By Rachel Mathes, DVM, MS, DACVO
Inherited ocular disease in purebred dogs is an important cause of potentially preventable ocular conditions. These conditions range from irritating (e.g. distichia, lacrimal micropuncta) to vision-threatening (e.g. PRA, micropapilla, cataracts). This is a large group of ocular diseases that are typically characterized by autosomal recessive genetic transmission. They are often marked by a clinical onset later in life. These characteristics make prevention through selective breeding and early detection difficult. In addition, many of these genetic traits are so common in the purebred dog population that complete omission of carrier dogs in the breeding pool would significantly narrow the gene pool for particular breeds and would not be warranted or reasonable due to possible selection for other abnormal traits. Recently, a change was made to the ophthalmic certifying agency supported by the American College of Veterinary Ophthalmologists (ACVO). While the Canine Eye Registry Foundation (CERF) still exists, the ACVO has partnered with the Orthopedic Foundation for Animals (OFA) to provide a centralized database of eye examinations performed by board-certified veterinary ophthalmologists on dogs in the United States.
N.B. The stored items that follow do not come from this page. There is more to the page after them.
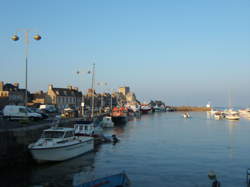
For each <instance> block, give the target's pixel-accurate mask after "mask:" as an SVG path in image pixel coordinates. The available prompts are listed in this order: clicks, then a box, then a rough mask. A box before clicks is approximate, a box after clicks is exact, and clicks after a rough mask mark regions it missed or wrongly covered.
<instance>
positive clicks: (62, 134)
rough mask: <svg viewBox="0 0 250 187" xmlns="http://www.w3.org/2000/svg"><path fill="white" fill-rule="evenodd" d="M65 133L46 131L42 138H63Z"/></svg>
mask: <svg viewBox="0 0 250 187" xmlns="http://www.w3.org/2000/svg"><path fill="white" fill-rule="evenodd" d="M63 135H64V132H62V131H45V132H43V135H42V138H62V137H63Z"/></svg>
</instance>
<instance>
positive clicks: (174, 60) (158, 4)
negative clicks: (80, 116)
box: [0, 0, 250, 106]
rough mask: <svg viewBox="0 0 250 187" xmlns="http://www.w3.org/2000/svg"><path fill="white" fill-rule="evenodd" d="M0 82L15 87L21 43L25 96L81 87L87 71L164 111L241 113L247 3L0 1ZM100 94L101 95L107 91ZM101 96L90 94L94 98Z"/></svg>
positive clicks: (239, 0) (244, 96)
mask: <svg viewBox="0 0 250 187" xmlns="http://www.w3.org/2000/svg"><path fill="white" fill-rule="evenodd" d="M0 28H1V30H0V51H1V55H0V63H1V71H0V80H3V81H4V82H16V81H18V82H20V83H21V86H24V45H23V35H21V36H20V37H21V39H20V40H19V41H18V42H16V43H15V42H13V41H11V40H10V37H11V35H12V34H13V33H15V31H16V30H18V29H20V28H30V29H32V30H34V31H39V33H40V34H41V36H42V40H41V41H39V42H37V41H34V40H32V41H31V42H30V53H29V88H30V90H31V91H36V90H40V89H42V90H45V91H46V90H47V86H48V84H51V83H52V84H54V86H56V87H66V86H67V85H70V84H72V85H75V86H79V87H80V88H83V87H84V89H85V90H86V89H87V88H88V87H90V81H91V80H90V76H88V75H82V77H80V76H77V75H76V73H75V72H76V70H77V69H86V70H87V69H90V68H91V64H92V63H93V62H95V63H96V79H97V81H106V82H108V83H109V86H108V87H109V88H110V87H112V88H117V87H119V86H123V85H129V86H130V87H131V90H132V91H134V92H136V95H137V97H138V98H139V99H140V100H150V99H162V100H163V101H165V102H166V103H168V104H173V105H182V104H185V105H205V104H206V103H207V101H208V100H210V101H211V102H212V104H213V105H216V106H221V105H227V104H228V95H229V90H231V91H230V93H231V95H232V104H233V105H237V106H239V105H240V106H249V105H250V1H249V0H172V1H168V0H162V1H160V0H155V1H153V0H72V1H68V0H60V1H59V0H53V1H51V0H43V1H34V0H33V1H31V0H30V1H25V0H24V1H18V0H16V1H11V0H10V1H7V0H5V1H3V0H2V1H0ZM106 89H107V88H106ZM100 90H101V88H99V91H100Z"/></svg>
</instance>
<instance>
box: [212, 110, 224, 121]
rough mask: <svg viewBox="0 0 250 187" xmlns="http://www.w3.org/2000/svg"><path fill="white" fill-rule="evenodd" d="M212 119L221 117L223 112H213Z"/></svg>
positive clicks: (221, 118) (216, 118) (217, 119)
mask: <svg viewBox="0 0 250 187" xmlns="http://www.w3.org/2000/svg"><path fill="white" fill-rule="evenodd" d="M214 119H216V120H220V119H223V114H222V113H221V112H216V113H214Z"/></svg>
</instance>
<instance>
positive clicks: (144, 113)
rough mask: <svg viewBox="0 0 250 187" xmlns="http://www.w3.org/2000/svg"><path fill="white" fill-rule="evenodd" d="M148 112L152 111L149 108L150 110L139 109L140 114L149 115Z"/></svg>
mask: <svg viewBox="0 0 250 187" xmlns="http://www.w3.org/2000/svg"><path fill="white" fill-rule="evenodd" d="M150 112H152V109H151V108H150V109H141V113H142V114H148V113H150Z"/></svg>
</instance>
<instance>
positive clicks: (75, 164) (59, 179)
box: [31, 152, 96, 186]
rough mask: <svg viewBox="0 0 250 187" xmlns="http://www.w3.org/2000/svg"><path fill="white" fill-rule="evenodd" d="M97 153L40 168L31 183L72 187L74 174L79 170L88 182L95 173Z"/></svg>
mask: <svg viewBox="0 0 250 187" xmlns="http://www.w3.org/2000/svg"><path fill="white" fill-rule="evenodd" d="M95 154H96V153H95V152H90V153H86V154H83V155H81V156H79V157H76V158H73V159H70V160H67V161H65V162H59V163H53V164H48V165H45V166H44V167H39V168H37V169H36V170H34V172H33V173H32V177H31V180H32V181H31V183H32V184H39V185H41V186H45V184H46V185H48V184H49V186H50V185H51V186H58V185H61V184H63V186H72V181H73V177H72V175H73V174H74V173H78V172H79V170H80V171H81V172H82V173H84V175H85V176H86V177H89V178H87V180H89V179H91V177H90V176H88V174H89V173H93V172H94V164H95Z"/></svg>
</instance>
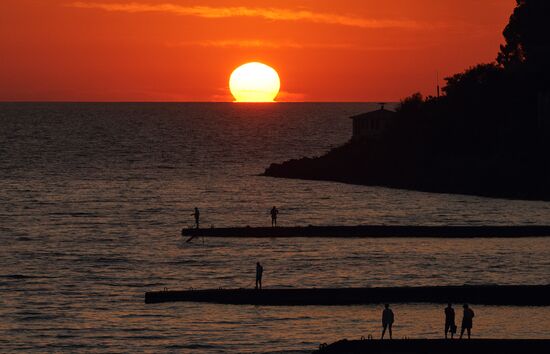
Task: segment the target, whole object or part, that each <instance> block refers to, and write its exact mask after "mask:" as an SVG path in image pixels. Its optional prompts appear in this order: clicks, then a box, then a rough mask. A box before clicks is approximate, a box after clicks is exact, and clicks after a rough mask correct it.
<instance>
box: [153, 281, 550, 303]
mask: <svg viewBox="0 0 550 354" xmlns="http://www.w3.org/2000/svg"><path fill="white" fill-rule="evenodd" d="M173 301H188V302H209V303H218V304H238V305H245V304H248V305H281V306H284V305H287V306H303V305H362V304H378V303H385V302H389V303H441V304H446V303H447V302H453V303H470V304H482V305H514V306H548V305H550V285H533V286H529V285H517V286H497V285H487V286H428V287H391V288H339V289H315V288H311V289H263V290H254V289H209V290H184V291H151V292H147V293H146V294H145V303H148V304H153V303H160V302H173Z"/></svg>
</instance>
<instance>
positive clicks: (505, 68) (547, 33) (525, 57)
mask: <svg viewBox="0 0 550 354" xmlns="http://www.w3.org/2000/svg"><path fill="white" fill-rule="evenodd" d="M549 33H550V1H548V0H517V6H516V8H515V9H514V12H513V14H512V15H511V16H510V22H509V23H508V25H507V26H506V28H505V29H504V32H503V35H504V39H505V41H506V43H505V44H504V45H501V47H500V52H499V54H498V57H497V62H498V63H499V64H500V65H501V66H502V67H504V68H505V69H507V70H513V71H518V70H519V71H521V72H523V73H525V74H527V75H529V78H530V79H533V78H536V83H537V86H539V88H548V86H549V85H548V83H549V71H550V70H549V68H548V63H550V35H549ZM541 86H542V87H541Z"/></svg>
Breeders are encouraged to have any canine purebred breeding pair certified with the OFA Eye Database. Eye examinations are performed by a Diplomate of the American College of Veterinary Ophthalomologists and information from the eye examination is submitted to the OFA. The OFA recommends submission of the eye examination forms even if the dog is not “clear” of inherited ocular disease. Submission into the database is complimentary for any dog with a “failing” grade (ocular condition known to be inherited in which breeding is not recommended). A nominal fee applies to certify dogs deemed free of clinical inherited ocular disease or dogs in which a diagnosis is made in which a designation of “breeder option” has been given. An example of this would include Cavalier King Charles Spaniels examined and noted to have distichiasis. Because this trait is common in the breed and does not typically cause clinical ophthalmic pathology, the breeder has the option to breed the dog, even though it is affected with a known inherited ocular trait. While it cannot be determined if a “normal” dog is a carrier for a specific trait based on ophthalmic examination, information on affected and unaffected dogs is valuable for many reasons. Ongoing genetic research and data collection is vital for prevention of vision-threatening inherited ocular conditions, such as PRA (progressive retinal atrophy) (see Figure A and B). Portland Veterinary Specialists offers OFA Eye Canine Registry examinations for all purebred dogs.
A normal indirect fundic photograph is depicted (A). Note the 15-20 prominent arterioles emerging from the optic disc with three main retinal venules (larger and more tortuous than the arterioles). The vessels extend to the fundic periphery. A patient with PRA is depicted (B). There is vascular attenuation manifested by loss of visible arterioles and lack of vascular extension to the fundic periphery. There is also generalized tapetal hyperreflectivity.